Einige Verleih-Stationen bieten mehrere Kanu-Varianten an – am gängigsten ist der Kanadier. Warum? „Weil wir Kanu-Vermieter davon überzeugt sind, dass dies die beste Variante ist, um den Main zu befahren“, verrät mir Martin Lüders von der Freizeit GmbH, die zusätzlich SUPs zum Verleih anbietet. Für meine erste Tour auf dem Main, hielten wir uns an Martin‘s Rat und haben uns die entsprechende Ausrüstung von ihm geliehen: Kanadier inkl. Paddel, Schwimmweste und eine wasserfeste Tonne für Dinge, die nicht nass werden sollen. Dazu bekommen wir eine Einweisung mit Hinweisen auf Gefahrenstellen und zum Schutze der Natur :-) Gut gerüstet kann‘s dann losgehen!
Infrastruktur auf und am Wasser
Wir haben Glück und können die natürliche Seite des Mains entdecken. Deshalb steigen wir bei Hausen in unseren Kanadier. Kaum treiben wir auf dem Wasser, überkommt mich ein unglaubliches Gefühl von Entspannung. Wow, welch eine Ruhe auf dem Main herrscht! Und all dieses Grün um uns herum – ich bin begeistert. Auch die beiden Kajakfahrer, die uns überhohlen, wirken sehr relaxed. Die beiden Mainwanderer haben noch einiges vor: bis nach Aschaffenburg geht die Reise. Unterwegs übernachten sie auf Zeltplätzen direkt am Main. Das nenn‘ ich mal aktive Entspannung. Dank der Seite zum Wasserwanderweg Main lässt sich eine Kanu-Wander- Tour gut planen. Zusätzlich hilft die Beschilderung der „gelben Welle“ die Ein- und Ausstiege am Ufer gut zu erkennen. So können auch wir als Main-Neulinge beruhigt den Main entlang paddeln.
Action und Ruhe
Nur „treiben lassen“ ist auf dem Main allerdings nicht angesagt. Tatsächlich müssen wir zwischendurch immer wieder die Paddel einsetzen. Manchmal dümpelt der Main so vor sich hin, dass wir gefühlt kaum vom Fleck kommen. An anderen Stellen heißt es kräftig rudern, um nicht unwillentlich in die Büsche am Ufer zu treiben. Doch genau das bringt Abwechslung auf unserer Tour: ein bisschen Ruhe, zum Beobachten und Genießen der Natur, dazu kurze actionreiche Passagen mit Stromschnellen. Zum Pausieren haben wir den See bei Wiesen gewählt: hier gibt‘s eine Trockentoilette, Picknickbank und Bademöglichkeit. Perfekt, um die Beine zu vertreten.

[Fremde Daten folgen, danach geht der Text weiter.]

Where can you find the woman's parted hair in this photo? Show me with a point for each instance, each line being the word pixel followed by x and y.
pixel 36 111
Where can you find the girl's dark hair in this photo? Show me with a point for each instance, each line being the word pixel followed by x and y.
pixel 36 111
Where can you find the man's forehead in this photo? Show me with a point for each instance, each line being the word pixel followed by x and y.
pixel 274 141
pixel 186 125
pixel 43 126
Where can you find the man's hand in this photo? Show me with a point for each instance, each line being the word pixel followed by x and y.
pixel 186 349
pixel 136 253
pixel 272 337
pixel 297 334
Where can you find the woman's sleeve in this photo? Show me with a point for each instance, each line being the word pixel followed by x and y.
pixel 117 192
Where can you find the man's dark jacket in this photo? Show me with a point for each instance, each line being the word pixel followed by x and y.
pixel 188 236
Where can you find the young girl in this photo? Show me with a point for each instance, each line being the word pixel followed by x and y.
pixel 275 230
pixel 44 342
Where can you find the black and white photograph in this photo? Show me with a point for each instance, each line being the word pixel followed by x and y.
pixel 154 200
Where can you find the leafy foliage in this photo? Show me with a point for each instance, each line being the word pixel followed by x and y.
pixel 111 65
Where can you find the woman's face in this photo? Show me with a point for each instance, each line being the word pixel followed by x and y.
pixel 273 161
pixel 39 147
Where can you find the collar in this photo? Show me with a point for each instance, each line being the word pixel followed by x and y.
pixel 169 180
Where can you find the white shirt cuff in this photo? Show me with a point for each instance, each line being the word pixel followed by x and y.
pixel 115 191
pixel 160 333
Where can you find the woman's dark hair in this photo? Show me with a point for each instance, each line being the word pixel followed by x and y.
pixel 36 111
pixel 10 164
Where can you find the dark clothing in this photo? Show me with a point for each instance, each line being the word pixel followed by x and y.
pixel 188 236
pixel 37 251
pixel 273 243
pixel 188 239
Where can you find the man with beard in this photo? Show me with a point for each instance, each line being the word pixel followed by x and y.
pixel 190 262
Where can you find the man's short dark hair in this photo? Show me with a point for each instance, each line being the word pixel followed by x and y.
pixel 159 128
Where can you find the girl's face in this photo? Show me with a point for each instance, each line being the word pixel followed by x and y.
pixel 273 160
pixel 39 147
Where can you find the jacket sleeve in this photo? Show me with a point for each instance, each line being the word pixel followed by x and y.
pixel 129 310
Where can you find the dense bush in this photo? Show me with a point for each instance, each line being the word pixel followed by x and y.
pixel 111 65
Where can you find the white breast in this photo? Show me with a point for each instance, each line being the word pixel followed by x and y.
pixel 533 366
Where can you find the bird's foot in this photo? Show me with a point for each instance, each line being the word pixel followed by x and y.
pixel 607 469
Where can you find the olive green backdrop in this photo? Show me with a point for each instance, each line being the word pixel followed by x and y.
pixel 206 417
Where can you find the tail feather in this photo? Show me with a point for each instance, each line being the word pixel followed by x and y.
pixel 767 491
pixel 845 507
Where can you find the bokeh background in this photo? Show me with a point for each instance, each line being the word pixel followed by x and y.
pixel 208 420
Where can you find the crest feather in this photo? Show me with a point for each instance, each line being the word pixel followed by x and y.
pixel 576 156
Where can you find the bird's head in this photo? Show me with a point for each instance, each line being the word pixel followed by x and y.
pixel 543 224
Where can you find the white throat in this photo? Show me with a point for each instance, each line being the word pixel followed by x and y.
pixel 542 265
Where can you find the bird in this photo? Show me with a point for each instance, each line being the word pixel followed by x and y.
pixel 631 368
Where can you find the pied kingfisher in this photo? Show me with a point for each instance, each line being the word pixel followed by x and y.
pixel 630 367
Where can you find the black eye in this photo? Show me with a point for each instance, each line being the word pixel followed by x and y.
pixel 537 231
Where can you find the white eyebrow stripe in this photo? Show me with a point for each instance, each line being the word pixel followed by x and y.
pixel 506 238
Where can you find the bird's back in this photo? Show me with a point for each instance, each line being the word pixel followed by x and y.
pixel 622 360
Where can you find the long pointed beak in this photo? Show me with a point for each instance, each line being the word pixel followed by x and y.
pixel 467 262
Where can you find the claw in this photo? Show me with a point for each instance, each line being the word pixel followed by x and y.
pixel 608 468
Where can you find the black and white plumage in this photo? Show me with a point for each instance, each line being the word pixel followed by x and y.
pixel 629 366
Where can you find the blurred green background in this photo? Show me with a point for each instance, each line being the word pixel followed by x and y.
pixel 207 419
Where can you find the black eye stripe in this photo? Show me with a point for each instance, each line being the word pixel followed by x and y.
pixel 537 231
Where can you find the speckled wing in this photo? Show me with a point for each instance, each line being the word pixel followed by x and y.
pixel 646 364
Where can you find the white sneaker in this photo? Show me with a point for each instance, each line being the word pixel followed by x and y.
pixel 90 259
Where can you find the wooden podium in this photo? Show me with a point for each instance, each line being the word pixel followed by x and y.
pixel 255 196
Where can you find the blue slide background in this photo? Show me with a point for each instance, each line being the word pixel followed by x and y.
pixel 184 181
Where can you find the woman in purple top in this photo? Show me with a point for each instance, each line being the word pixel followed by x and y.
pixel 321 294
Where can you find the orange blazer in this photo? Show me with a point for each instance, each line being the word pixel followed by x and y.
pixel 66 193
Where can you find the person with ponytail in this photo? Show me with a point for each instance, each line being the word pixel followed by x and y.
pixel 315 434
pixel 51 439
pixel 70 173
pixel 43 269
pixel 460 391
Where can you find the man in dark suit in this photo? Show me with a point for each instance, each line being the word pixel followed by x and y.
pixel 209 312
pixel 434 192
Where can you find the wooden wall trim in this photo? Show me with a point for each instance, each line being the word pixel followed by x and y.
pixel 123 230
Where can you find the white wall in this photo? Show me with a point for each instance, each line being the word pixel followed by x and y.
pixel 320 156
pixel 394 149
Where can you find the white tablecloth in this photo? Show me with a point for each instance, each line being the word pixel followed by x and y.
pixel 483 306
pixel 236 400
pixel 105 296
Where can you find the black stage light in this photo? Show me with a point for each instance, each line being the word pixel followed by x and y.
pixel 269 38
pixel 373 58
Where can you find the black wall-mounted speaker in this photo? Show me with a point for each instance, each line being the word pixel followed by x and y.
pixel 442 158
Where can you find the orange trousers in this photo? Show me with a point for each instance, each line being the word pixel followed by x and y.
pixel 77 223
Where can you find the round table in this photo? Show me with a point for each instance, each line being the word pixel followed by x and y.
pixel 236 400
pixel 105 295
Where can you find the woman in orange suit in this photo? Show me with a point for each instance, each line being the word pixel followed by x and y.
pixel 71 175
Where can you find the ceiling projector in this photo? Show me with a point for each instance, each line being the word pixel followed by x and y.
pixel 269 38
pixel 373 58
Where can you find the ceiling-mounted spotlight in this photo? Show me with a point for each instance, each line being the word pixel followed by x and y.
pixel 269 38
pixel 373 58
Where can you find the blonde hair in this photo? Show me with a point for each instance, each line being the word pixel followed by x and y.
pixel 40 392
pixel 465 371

Auf unserem Weg bis nach Zapfendorf begegnen wir neben dem Eisvogel ganz unerwartet auch Ziegen am Uferrand. Sie sind in der Nähe von Unterbrunn als Landschaftspfleger im Einsatz. In diesem Bereich wurde in den letzten Jahren besonders viel umgestaltet, um den Fluss wieder seinem natürlichen Lauf zu überlassen. Gelungen, finde ich. Denn hier ist der Main wunderschön und zugleich im weiteren Verlauf ziemlich „wild“. Die Zeit auf dem Main vergeht für uns wie im Flug und kurz vor Zapfendorf rufen wir schweren Herzens Martin für unseren Rücktransport an. Überraschend steht kurz nach unserer Anlandung plötzlich ein junger Mann vor uns: „Ich bin ein Kollege von Martin, hab‘ euch gesehen und nehm euch mit.“ Er kommt von Rosis Bootladen und erklärt: „Als kleine Kanu-Verleiher helfen wir uns gegenseitig.“ Super, dass die Verleiher und Akteure hier Hand in Hand zusammenarbeiten. Das sorgt sogar am Main-Ufer für entspannte Stimmung. So geht für uns ein rundum gelungener Urlaubs-Nachmittag in der Heimat zu Ende.
So eine Fahrt auf dem Main kann ich uneingeschränkt empfehlen. Deshalb ist schon beschlossen, dass wir diese Tour in der Mädelsrunde wiederholen. Die Kanus für die Tour haben wir bei unserer Teamkollegin von Albatros-Kanu-Verleih sicherheitshalber schon reserviert :-) Damit kann unserem nächsten Urlaubstag fast nichts mehr im Wege stehen.
Entspanntes Mainpaddeln wünsch ich euch!